Cruz worked on a project called Vahana, which recently wrapped up testing on an autonomous vehicle that can take off like a helicopter and fly like a plane. Other projects students learned about were:

  • Voom, which Cruz described as Uber but with helicopters
  • Airbus UTM, or Unmanned Traffic Management, which is developing an air traffic control system for drones
  • Monark, which aims to help improve weather forecasting
  • ADAM, a project to improve efficiency in aerospace manufacturing

In a series of presentations, students heard from Head of Systems Marlene Ferrier and Senior Aerodynamics Engineer Monica Syal, who both worked on Vahana; Mike Vergalla, the project executive for Monark; Senior UI/UX Designer Mina Gilan and Business Analyst Jameson Lee, who work on ADAM; Network Architect Damini Gera; and Communications Director Paige Wilson.

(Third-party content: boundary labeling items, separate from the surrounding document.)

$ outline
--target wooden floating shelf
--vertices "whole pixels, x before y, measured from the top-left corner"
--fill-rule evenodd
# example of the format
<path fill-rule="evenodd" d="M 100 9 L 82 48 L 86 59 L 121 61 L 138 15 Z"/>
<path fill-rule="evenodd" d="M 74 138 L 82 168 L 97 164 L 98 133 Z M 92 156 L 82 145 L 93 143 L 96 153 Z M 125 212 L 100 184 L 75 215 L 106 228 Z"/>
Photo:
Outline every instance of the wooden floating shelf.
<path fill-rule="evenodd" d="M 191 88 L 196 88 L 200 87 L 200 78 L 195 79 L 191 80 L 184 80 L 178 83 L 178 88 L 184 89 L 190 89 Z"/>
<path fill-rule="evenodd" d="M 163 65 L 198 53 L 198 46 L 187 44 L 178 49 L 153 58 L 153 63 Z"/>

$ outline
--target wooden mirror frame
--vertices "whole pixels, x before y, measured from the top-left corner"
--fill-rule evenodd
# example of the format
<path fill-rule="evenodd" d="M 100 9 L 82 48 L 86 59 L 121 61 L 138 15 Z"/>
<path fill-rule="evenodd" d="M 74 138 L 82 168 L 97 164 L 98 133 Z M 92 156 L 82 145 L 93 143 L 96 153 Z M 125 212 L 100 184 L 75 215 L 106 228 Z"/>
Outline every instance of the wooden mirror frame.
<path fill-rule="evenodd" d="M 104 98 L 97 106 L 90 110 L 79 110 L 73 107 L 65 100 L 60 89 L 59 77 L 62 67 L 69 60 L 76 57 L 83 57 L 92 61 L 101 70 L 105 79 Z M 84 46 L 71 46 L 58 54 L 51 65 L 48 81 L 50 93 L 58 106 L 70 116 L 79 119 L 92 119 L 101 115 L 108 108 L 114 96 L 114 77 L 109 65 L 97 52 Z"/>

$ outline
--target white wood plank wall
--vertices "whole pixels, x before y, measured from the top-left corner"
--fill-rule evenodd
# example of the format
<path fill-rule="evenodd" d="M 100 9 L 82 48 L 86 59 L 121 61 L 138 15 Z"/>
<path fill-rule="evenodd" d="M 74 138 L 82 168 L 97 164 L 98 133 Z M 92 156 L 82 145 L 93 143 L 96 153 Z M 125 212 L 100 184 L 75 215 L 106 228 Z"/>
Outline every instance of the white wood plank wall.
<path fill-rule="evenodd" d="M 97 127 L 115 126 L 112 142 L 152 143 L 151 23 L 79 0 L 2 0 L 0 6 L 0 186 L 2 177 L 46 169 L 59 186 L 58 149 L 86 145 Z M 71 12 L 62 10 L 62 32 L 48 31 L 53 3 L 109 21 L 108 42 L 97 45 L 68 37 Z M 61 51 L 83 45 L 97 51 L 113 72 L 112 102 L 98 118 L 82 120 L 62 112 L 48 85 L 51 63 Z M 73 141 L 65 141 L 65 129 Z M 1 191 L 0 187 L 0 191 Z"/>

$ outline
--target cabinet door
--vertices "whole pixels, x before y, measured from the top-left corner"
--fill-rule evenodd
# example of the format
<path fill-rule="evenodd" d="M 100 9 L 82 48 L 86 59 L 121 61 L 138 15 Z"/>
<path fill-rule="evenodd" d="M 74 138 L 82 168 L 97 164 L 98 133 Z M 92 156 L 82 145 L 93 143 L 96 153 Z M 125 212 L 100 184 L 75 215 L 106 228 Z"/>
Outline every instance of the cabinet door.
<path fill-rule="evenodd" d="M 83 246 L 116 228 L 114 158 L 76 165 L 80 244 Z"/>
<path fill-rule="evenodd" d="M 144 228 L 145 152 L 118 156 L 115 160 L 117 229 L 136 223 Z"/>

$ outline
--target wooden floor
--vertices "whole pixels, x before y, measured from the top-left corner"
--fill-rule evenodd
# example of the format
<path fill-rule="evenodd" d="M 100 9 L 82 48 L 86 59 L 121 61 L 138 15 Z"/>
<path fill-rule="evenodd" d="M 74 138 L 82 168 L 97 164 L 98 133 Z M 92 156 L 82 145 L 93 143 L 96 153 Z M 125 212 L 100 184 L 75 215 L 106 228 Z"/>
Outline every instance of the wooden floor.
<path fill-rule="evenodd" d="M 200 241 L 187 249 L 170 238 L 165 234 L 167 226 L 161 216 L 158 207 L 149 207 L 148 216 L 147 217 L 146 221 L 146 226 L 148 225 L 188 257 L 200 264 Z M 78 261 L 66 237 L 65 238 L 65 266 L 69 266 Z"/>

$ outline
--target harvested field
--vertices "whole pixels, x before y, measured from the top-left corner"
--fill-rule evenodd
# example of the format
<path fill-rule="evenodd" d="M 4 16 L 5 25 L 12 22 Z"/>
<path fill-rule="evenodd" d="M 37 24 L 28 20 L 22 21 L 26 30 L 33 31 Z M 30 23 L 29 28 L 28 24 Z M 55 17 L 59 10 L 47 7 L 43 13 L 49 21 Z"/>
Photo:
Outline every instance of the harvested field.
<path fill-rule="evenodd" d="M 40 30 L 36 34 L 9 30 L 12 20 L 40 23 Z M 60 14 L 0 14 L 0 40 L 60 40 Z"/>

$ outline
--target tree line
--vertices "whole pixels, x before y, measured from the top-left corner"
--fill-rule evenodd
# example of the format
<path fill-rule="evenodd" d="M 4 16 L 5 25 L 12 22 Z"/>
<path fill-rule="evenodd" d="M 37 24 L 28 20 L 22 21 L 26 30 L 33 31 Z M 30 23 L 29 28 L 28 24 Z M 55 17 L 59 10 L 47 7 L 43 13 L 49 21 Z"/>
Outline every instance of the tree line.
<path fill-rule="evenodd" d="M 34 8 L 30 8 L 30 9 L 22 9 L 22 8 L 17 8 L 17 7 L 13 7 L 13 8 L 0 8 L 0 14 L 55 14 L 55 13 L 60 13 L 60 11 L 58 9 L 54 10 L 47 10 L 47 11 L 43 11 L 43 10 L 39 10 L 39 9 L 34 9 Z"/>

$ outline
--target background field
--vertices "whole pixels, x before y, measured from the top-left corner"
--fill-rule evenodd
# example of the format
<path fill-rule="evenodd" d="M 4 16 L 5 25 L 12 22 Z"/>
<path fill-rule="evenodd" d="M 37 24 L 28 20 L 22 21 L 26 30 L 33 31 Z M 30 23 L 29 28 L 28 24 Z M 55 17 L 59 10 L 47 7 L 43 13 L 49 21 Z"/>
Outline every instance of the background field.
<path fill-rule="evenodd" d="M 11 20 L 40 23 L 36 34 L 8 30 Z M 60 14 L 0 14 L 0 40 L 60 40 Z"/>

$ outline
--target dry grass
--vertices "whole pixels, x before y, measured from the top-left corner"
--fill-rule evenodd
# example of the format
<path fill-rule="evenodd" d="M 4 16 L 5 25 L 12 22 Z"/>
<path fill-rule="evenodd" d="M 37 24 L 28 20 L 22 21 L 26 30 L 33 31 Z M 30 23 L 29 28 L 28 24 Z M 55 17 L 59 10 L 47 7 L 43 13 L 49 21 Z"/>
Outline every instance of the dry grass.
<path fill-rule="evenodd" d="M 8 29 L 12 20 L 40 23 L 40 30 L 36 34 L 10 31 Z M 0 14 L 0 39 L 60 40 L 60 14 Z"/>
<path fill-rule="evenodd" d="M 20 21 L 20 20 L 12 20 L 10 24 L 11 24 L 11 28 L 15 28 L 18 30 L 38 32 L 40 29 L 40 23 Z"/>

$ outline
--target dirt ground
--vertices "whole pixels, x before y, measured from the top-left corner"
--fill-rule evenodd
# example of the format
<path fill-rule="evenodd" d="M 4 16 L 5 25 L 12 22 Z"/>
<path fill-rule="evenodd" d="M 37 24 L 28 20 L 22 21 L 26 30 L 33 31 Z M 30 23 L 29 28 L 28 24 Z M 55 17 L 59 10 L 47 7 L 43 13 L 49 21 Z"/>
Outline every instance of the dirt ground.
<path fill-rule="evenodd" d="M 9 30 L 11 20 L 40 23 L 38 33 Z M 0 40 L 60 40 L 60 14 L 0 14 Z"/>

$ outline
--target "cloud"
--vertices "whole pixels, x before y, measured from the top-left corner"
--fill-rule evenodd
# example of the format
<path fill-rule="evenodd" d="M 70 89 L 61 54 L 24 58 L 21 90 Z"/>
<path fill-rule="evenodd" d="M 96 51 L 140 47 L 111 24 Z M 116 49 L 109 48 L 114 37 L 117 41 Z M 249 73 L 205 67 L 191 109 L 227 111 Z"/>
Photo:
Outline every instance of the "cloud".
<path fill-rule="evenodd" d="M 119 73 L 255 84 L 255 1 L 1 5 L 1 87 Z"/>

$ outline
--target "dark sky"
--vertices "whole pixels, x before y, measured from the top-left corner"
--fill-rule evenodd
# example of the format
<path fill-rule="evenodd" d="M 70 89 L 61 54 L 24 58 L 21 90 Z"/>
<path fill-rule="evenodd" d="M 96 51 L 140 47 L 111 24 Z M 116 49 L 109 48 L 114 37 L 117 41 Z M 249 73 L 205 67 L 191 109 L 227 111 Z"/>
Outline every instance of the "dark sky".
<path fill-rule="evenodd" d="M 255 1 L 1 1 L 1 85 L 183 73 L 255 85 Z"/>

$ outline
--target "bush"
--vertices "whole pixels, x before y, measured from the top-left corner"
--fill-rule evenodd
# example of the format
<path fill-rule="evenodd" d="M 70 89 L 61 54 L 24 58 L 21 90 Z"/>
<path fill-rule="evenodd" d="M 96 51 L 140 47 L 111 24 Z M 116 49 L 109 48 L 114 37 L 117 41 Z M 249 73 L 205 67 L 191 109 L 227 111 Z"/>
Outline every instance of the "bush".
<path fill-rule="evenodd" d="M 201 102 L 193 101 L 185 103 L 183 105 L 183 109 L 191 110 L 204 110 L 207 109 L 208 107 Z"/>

In addition to talking about their projects, each of the A3 employees offered the students valuable advice:

  • Be bold when communicating, Ferrier told the girls, especially when you're the only woman in the room.
  • Like other presenters, Ferrier also stressed the importance of being able to effectively communicate what it is you're working on; you can create something amazing, but it doesn't mean anything if no one knows about it.
  • Break big projects into smaller tasks to avoid feeling overwhelmed. Syal said to approach the work as if building a mountain rock by rock.
  • Also important, per Syal: Be happy to fail.
  • Iterate, iterate, iterate—that was Vergalla's main advice. Take the idea out of your head and make it tangible, then build from there. "Making a terrible thing is better than making nothing," he said.
  • Gera urged the students to keep their portfolios as diverse as possible. Someone who can work across industries will be more valuable.
  • Think about the why behind your chosen career, Gera said: "The answer to the why is what will take you places."
  • Follow your passion. As Vergalla said, "I found the most success by allowing myself to be myself."

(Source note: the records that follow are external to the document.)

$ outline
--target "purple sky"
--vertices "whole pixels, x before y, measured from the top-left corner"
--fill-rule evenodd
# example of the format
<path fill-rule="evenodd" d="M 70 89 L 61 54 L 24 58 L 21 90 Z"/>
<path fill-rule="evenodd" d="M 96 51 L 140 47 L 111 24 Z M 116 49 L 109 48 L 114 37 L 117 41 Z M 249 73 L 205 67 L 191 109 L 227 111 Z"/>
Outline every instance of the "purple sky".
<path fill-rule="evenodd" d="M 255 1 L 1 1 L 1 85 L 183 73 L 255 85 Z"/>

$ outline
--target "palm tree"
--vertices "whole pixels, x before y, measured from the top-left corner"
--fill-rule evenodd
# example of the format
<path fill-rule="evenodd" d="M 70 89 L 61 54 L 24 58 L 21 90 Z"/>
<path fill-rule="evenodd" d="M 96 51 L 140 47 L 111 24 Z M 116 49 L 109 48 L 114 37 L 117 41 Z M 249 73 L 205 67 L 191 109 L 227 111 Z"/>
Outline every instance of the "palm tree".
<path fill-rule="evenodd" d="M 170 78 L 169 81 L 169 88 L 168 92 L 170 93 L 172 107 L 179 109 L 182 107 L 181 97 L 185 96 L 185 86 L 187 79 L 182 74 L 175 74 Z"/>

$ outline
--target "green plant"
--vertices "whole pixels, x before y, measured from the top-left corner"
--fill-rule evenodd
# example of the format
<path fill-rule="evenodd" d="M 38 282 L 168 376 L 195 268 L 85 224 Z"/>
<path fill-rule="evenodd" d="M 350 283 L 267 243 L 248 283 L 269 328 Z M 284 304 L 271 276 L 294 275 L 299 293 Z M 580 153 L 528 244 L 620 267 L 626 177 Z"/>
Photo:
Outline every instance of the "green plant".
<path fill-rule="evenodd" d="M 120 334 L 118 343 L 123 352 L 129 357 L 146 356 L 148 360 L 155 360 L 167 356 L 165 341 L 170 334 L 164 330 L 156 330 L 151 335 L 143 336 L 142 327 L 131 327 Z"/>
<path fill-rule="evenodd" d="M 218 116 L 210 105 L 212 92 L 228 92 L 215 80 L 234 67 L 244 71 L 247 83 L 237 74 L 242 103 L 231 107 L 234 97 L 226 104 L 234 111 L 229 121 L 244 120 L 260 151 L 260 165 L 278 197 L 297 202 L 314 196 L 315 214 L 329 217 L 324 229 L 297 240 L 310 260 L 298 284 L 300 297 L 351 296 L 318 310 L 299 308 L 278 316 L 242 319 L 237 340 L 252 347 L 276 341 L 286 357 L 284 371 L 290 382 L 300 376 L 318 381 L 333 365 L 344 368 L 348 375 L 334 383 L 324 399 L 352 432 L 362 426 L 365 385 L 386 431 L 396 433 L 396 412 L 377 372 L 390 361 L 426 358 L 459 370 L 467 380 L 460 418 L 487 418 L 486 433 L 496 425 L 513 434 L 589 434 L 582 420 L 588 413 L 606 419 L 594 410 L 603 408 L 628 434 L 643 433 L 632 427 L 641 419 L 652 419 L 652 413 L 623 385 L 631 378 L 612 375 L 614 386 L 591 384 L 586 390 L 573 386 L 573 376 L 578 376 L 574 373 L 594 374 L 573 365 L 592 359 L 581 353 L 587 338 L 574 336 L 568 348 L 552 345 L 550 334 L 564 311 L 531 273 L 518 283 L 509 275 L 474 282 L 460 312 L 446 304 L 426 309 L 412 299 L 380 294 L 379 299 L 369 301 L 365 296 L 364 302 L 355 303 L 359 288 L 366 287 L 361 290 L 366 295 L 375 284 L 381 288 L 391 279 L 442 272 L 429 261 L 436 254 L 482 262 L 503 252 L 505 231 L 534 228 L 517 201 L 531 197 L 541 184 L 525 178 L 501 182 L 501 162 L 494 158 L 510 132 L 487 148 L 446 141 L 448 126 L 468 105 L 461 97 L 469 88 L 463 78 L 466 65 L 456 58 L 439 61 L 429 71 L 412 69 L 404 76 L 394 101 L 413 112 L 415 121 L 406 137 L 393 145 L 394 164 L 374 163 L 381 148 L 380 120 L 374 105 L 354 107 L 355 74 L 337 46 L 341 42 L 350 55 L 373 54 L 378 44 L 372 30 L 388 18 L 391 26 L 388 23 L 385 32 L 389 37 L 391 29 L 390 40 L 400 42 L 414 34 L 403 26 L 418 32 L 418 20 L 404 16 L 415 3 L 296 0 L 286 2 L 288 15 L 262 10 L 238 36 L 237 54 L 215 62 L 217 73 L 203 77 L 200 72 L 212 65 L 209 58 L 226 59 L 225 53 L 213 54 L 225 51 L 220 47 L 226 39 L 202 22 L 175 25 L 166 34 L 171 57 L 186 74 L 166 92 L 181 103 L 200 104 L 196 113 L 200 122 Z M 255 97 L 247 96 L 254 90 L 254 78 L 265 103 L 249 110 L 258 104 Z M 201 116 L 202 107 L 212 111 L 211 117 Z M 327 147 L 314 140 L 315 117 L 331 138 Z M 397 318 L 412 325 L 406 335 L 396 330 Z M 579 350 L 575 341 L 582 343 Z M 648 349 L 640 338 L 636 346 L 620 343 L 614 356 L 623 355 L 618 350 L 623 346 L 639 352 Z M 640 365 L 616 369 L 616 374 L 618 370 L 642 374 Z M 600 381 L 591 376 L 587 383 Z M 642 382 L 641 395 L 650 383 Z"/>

The presentations were also live streamed to students back at Santa Catalina.

"Their advice for our girls about taking credit for their work, navigating various communication styles, and tackling challenging problems had a huge impact," said Mulgrew, expressing gratitude to Cruz, A3, Assistant Head of Upper School Peter Myers, and her fellow teachers for making the experience happen. "The field trip really provided lessons that I cannot provide in the classroom setting alone."